Dans cette spécificité, l’avocat a toute sa place. Auprès du chef d’entreprise en difficulté, existe un champ de compétences à développer : « cela éviterait à des officines douteuses, qui prétendent être des professionnelles, de pratiquer des honoraires plus
que substantiels auprès des patrons ». Les initiés comprendront ! Le Barreau envisage donc d’étayer sa formation professionnelle, en maintenant un contact solide avec le greffe et les juges consulaires.
Vous l’avez compris, en 2010, chacun apportera sa pierre à l’édifice, avec une priorité : que les chefs d’entreprise qui traversent une passe difficile n’hésitent pas à contacter le Tribunal de Commerce.
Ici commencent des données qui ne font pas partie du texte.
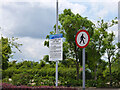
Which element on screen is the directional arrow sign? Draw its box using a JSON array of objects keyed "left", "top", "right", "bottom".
[{"left": 75, "top": 30, "right": 90, "bottom": 48}]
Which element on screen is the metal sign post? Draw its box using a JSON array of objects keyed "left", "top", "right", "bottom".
[
  {"left": 75, "top": 30, "right": 90, "bottom": 90},
  {"left": 56, "top": 0, "right": 58, "bottom": 87},
  {"left": 83, "top": 48, "right": 85, "bottom": 90}
]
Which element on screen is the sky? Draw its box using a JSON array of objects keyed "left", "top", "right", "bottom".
[{"left": 0, "top": 0, "right": 120, "bottom": 62}]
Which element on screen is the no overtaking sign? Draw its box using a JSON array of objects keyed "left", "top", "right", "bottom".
[
  {"left": 75, "top": 30, "right": 90, "bottom": 48},
  {"left": 49, "top": 34, "right": 63, "bottom": 61}
]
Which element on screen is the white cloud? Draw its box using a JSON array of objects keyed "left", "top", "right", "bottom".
[
  {"left": 11, "top": 37, "right": 49, "bottom": 61},
  {"left": 59, "top": 0, "right": 87, "bottom": 14}
]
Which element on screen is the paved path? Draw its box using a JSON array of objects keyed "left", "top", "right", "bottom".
[{"left": 78, "top": 88, "right": 120, "bottom": 90}]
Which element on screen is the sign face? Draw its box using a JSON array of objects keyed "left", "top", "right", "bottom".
[
  {"left": 75, "top": 30, "right": 90, "bottom": 48},
  {"left": 49, "top": 34, "right": 63, "bottom": 61}
]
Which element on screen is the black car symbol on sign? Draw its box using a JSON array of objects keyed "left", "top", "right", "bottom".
[{"left": 80, "top": 34, "right": 85, "bottom": 44}]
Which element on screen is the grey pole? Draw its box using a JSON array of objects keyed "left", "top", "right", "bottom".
[
  {"left": 56, "top": 0, "right": 58, "bottom": 87},
  {"left": 118, "top": 1, "right": 120, "bottom": 59},
  {"left": 83, "top": 48, "right": 85, "bottom": 90},
  {"left": 83, "top": 27, "right": 85, "bottom": 90}
]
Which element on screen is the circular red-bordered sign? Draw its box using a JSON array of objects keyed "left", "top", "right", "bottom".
[{"left": 75, "top": 30, "right": 90, "bottom": 48}]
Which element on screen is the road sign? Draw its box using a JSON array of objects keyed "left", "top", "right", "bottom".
[
  {"left": 75, "top": 30, "right": 90, "bottom": 48},
  {"left": 49, "top": 34, "right": 63, "bottom": 61}
]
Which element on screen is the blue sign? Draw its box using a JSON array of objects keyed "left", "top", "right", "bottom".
[{"left": 49, "top": 34, "right": 63, "bottom": 39}]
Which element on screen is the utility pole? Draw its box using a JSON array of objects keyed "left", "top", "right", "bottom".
[{"left": 56, "top": 0, "right": 58, "bottom": 87}]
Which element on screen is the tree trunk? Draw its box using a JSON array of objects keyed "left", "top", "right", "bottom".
[
  {"left": 108, "top": 57, "right": 112, "bottom": 87},
  {"left": 94, "top": 66, "right": 97, "bottom": 80}
]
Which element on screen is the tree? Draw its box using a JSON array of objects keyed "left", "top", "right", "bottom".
[
  {"left": 44, "top": 9, "right": 94, "bottom": 80},
  {"left": 88, "top": 18, "right": 117, "bottom": 80},
  {"left": 104, "top": 32, "right": 118, "bottom": 86}
]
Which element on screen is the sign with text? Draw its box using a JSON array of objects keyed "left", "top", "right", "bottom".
[{"left": 49, "top": 34, "right": 63, "bottom": 61}]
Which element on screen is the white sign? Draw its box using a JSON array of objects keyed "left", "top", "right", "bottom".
[
  {"left": 75, "top": 30, "right": 90, "bottom": 48},
  {"left": 49, "top": 34, "right": 63, "bottom": 61}
]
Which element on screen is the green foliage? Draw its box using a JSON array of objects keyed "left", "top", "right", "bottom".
[{"left": 0, "top": 37, "right": 12, "bottom": 70}]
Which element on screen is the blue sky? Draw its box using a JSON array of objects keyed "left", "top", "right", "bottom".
[{"left": 0, "top": 0, "right": 119, "bottom": 61}]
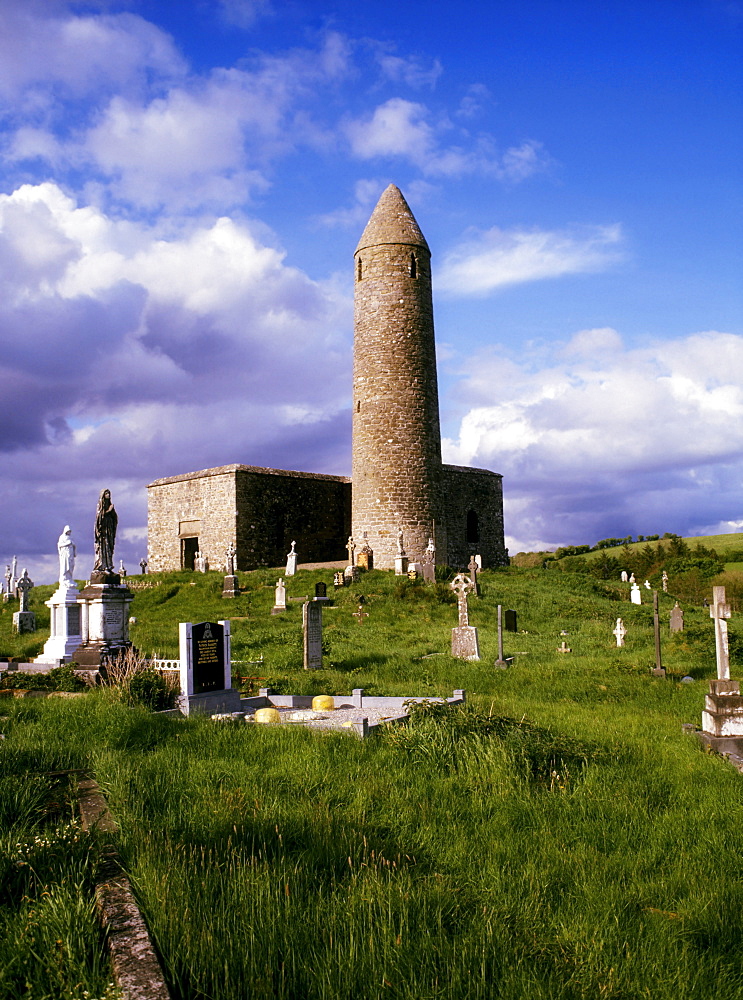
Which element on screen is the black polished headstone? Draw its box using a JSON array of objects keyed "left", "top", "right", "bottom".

Mieux vaut prévenir que mourir…
Photo 1 : Gérard Saliba qualifia l’arrivée d’une femme de « victoire, après tant d’années d’attente ». S’adressant à l’intéressée, il déclara que sa présence contribuerait à relativiser la mysoginie supposée de cette juridiction..
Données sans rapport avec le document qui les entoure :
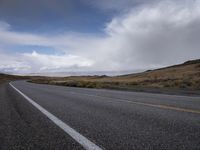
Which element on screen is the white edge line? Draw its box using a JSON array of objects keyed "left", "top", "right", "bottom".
[{"left": 9, "top": 83, "right": 102, "bottom": 150}]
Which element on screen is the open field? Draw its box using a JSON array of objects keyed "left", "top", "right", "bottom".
[
  {"left": 31, "top": 60, "right": 200, "bottom": 93},
  {"left": 0, "top": 73, "right": 30, "bottom": 83}
]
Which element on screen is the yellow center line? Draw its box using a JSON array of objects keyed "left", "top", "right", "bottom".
[{"left": 71, "top": 92, "right": 200, "bottom": 114}]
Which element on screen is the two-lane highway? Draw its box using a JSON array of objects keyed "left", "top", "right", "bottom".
[{"left": 0, "top": 81, "right": 200, "bottom": 150}]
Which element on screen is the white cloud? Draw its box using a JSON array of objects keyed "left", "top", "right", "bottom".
[{"left": 0, "top": 0, "right": 200, "bottom": 72}]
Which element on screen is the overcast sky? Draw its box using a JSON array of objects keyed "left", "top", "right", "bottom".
[{"left": 0, "top": 0, "right": 200, "bottom": 74}]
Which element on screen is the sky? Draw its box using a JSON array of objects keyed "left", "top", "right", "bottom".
[{"left": 0, "top": 0, "right": 200, "bottom": 74}]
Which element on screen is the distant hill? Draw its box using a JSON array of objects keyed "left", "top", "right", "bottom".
[
  {"left": 0, "top": 73, "right": 27, "bottom": 83},
  {"left": 30, "top": 59, "right": 200, "bottom": 90}
]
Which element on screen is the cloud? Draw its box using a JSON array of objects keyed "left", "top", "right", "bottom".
[{"left": 0, "top": 0, "right": 200, "bottom": 72}]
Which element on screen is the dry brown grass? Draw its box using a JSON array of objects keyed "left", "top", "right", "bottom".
[{"left": 32, "top": 60, "right": 200, "bottom": 89}]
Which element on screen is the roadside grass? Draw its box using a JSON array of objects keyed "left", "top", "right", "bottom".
[{"left": 30, "top": 60, "right": 200, "bottom": 90}]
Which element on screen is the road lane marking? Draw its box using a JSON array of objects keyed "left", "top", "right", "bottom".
[
  {"left": 9, "top": 83, "right": 102, "bottom": 150},
  {"left": 70, "top": 92, "right": 200, "bottom": 114}
]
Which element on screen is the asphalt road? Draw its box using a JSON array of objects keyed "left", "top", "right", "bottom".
[{"left": 0, "top": 81, "right": 200, "bottom": 150}]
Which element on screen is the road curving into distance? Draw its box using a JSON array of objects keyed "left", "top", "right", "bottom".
[{"left": 0, "top": 81, "right": 200, "bottom": 150}]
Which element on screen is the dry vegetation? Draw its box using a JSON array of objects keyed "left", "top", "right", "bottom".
[
  {"left": 0, "top": 73, "right": 29, "bottom": 84},
  {"left": 31, "top": 60, "right": 200, "bottom": 90}
]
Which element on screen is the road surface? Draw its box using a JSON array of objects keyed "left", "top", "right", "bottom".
[{"left": 0, "top": 81, "right": 200, "bottom": 150}]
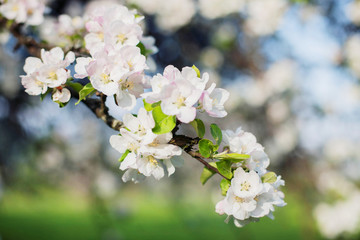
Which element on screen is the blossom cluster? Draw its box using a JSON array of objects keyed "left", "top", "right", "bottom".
[
  {"left": 216, "top": 128, "right": 286, "bottom": 227},
  {"left": 75, "top": 5, "right": 148, "bottom": 110},
  {"left": 110, "top": 108, "right": 183, "bottom": 182},
  {"left": 0, "top": 0, "right": 45, "bottom": 25},
  {"left": 142, "top": 65, "right": 229, "bottom": 123},
  {"left": 20, "top": 47, "right": 75, "bottom": 102}
]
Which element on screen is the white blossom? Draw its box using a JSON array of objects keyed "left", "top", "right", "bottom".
[
  {"left": 52, "top": 88, "right": 71, "bottom": 103},
  {"left": 20, "top": 47, "right": 75, "bottom": 95},
  {"left": 223, "top": 128, "right": 264, "bottom": 154},
  {"left": 215, "top": 168, "right": 286, "bottom": 227},
  {"left": 110, "top": 108, "right": 182, "bottom": 181},
  {"left": 200, "top": 83, "right": 230, "bottom": 118},
  {"left": 142, "top": 65, "right": 209, "bottom": 123}
]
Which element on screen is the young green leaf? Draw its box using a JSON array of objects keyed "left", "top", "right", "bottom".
[
  {"left": 216, "top": 160, "right": 232, "bottom": 179},
  {"left": 119, "top": 149, "right": 130, "bottom": 162},
  {"left": 136, "top": 42, "right": 152, "bottom": 57},
  {"left": 152, "top": 106, "right": 176, "bottom": 134},
  {"left": 200, "top": 162, "right": 216, "bottom": 185},
  {"left": 210, "top": 123, "right": 222, "bottom": 145},
  {"left": 143, "top": 99, "right": 161, "bottom": 112},
  {"left": 55, "top": 101, "right": 68, "bottom": 108},
  {"left": 192, "top": 65, "right": 201, "bottom": 78},
  {"left": 261, "top": 172, "right": 277, "bottom": 183},
  {"left": 220, "top": 178, "right": 230, "bottom": 196},
  {"left": 75, "top": 83, "right": 95, "bottom": 105},
  {"left": 40, "top": 88, "right": 52, "bottom": 101},
  {"left": 214, "top": 153, "right": 250, "bottom": 162},
  {"left": 190, "top": 119, "right": 205, "bottom": 138},
  {"left": 66, "top": 81, "right": 84, "bottom": 92},
  {"left": 199, "top": 139, "right": 214, "bottom": 158}
]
Photo 2 : M. Binnié et Mme Binnié Mafioly, greffiers
Photo 3 : Un nombreux public réuni dans la salle du Tribunal de Commerce
Photos 4 et 5 : le discours de Gérard Saliba, président
Photo 6 : Fabienne Atzori, procureur, et Mlle Arhas
Photo 7 : Gérard Saliba et les nouveaux juges consulaires`
Photo 8 : De nombreuses personnalités
• Les nouveaux juges : qui sont-ils ?
• Ingénieur en gestion de production, Frédérique Sorin dirige l’entreprise Sorin, installée à Mirambeau, depuis 13 ans. Spécialisée en chaudronnerie et tuyauterie acier et inox, elle emploie dix salariés.
• Dominique Amblard a passé dix-sept ans au groupe Vinci avant d’acheter en 2004 l’entreprise de bâtiment Allain et, en 2006, la société delta CTP. En 2008, il a créé la BGCC à la Couronne, en Charente. Ces entreprises emploient 132 salariés et réalisent 25 millions d’euros de CA.
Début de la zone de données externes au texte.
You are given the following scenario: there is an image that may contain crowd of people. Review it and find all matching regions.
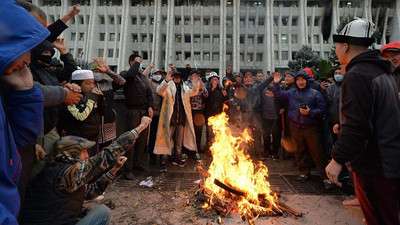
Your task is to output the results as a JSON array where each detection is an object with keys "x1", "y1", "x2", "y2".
[{"x1": 0, "y1": 0, "x2": 400, "y2": 224}]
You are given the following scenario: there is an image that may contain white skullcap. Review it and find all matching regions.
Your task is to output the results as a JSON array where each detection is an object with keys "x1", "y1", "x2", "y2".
[
  {"x1": 71, "y1": 70, "x2": 94, "y2": 80},
  {"x1": 333, "y1": 18, "x2": 375, "y2": 46}
]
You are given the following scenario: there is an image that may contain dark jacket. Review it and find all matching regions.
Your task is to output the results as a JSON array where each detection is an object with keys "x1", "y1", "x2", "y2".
[
  {"x1": 322, "y1": 82, "x2": 342, "y2": 124},
  {"x1": 260, "y1": 87, "x2": 282, "y2": 120},
  {"x1": 21, "y1": 130, "x2": 139, "y2": 225},
  {"x1": 0, "y1": 0, "x2": 49, "y2": 224},
  {"x1": 58, "y1": 94, "x2": 107, "y2": 141},
  {"x1": 30, "y1": 53, "x2": 77, "y2": 134},
  {"x1": 272, "y1": 71, "x2": 325, "y2": 128},
  {"x1": 121, "y1": 62, "x2": 153, "y2": 110},
  {"x1": 332, "y1": 50, "x2": 400, "y2": 179}
]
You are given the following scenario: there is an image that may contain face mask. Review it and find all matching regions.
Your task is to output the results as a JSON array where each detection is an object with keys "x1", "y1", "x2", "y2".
[
  {"x1": 153, "y1": 75, "x2": 162, "y2": 81},
  {"x1": 93, "y1": 73, "x2": 104, "y2": 82},
  {"x1": 333, "y1": 74, "x2": 344, "y2": 82},
  {"x1": 37, "y1": 54, "x2": 53, "y2": 64}
]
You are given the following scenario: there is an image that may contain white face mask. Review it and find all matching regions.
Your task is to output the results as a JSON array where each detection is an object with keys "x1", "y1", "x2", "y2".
[
  {"x1": 333, "y1": 74, "x2": 344, "y2": 82},
  {"x1": 153, "y1": 75, "x2": 162, "y2": 81}
]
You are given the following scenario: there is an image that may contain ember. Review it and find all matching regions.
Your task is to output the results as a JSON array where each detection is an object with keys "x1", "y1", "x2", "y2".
[{"x1": 198, "y1": 106, "x2": 301, "y2": 224}]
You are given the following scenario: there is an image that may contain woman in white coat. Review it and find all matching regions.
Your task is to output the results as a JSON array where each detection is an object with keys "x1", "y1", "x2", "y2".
[{"x1": 154, "y1": 71, "x2": 198, "y2": 172}]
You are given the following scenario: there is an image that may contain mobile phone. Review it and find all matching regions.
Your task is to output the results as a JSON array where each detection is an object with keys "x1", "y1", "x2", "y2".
[{"x1": 300, "y1": 103, "x2": 307, "y2": 109}]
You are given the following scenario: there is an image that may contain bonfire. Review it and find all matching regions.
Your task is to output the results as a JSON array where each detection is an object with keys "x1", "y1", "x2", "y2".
[{"x1": 198, "y1": 106, "x2": 301, "y2": 224}]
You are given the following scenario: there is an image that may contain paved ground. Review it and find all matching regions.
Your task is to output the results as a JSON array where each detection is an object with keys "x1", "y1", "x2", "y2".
[{"x1": 85, "y1": 152, "x2": 363, "y2": 225}]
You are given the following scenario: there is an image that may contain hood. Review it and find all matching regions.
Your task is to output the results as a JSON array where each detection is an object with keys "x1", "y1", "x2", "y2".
[
  {"x1": 293, "y1": 70, "x2": 312, "y2": 90},
  {"x1": 0, "y1": 0, "x2": 50, "y2": 76},
  {"x1": 346, "y1": 50, "x2": 394, "y2": 74},
  {"x1": 53, "y1": 136, "x2": 96, "y2": 163}
]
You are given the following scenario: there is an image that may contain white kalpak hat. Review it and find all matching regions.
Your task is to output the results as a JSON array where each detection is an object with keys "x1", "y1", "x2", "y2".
[
  {"x1": 71, "y1": 70, "x2": 94, "y2": 80},
  {"x1": 333, "y1": 18, "x2": 375, "y2": 46}
]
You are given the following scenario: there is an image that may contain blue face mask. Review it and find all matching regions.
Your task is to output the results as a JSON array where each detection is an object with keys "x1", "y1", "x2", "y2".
[
  {"x1": 333, "y1": 74, "x2": 344, "y2": 83},
  {"x1": 93, "y1": 73, "x2": 104, "y2": 82}
]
• Apprécié pour ses connaissances et son professionnalisme, Philippe Ravon dirige un cabinet d’expertise à Saintes, en bordure de Charente.
Spécialiste du marché de l’art depuis une trentaine d’années, il est diplômé de l’École du Louvre et membre de la Chambre Nationale des experts spécialisés. Sa tante par alliance n’est autre que Pierrette Rey, ancienne présidente du Tribunal de Commerce de Paris. Gérard Saliba aimerait bien la recevoir à Saintes : l’invitation est lancée !
• Jean-François Raimbault a pris la tête de la SICAAP, plateforme régionale de la centrale d’achat de Gamm Vert. Il dirige les magasins de Saint Jean d’Angély et Aigrefeuille (53 salariés, 26 M d’euros CA).
• Partent André Renoux, Jean-Jacques Beaufils, Pierre Williams Gobeaux (remplacé par Claude Marsaudon). Tous trois furent remerciés pour le travail accompli « dans la discrétion et l’efficacité ».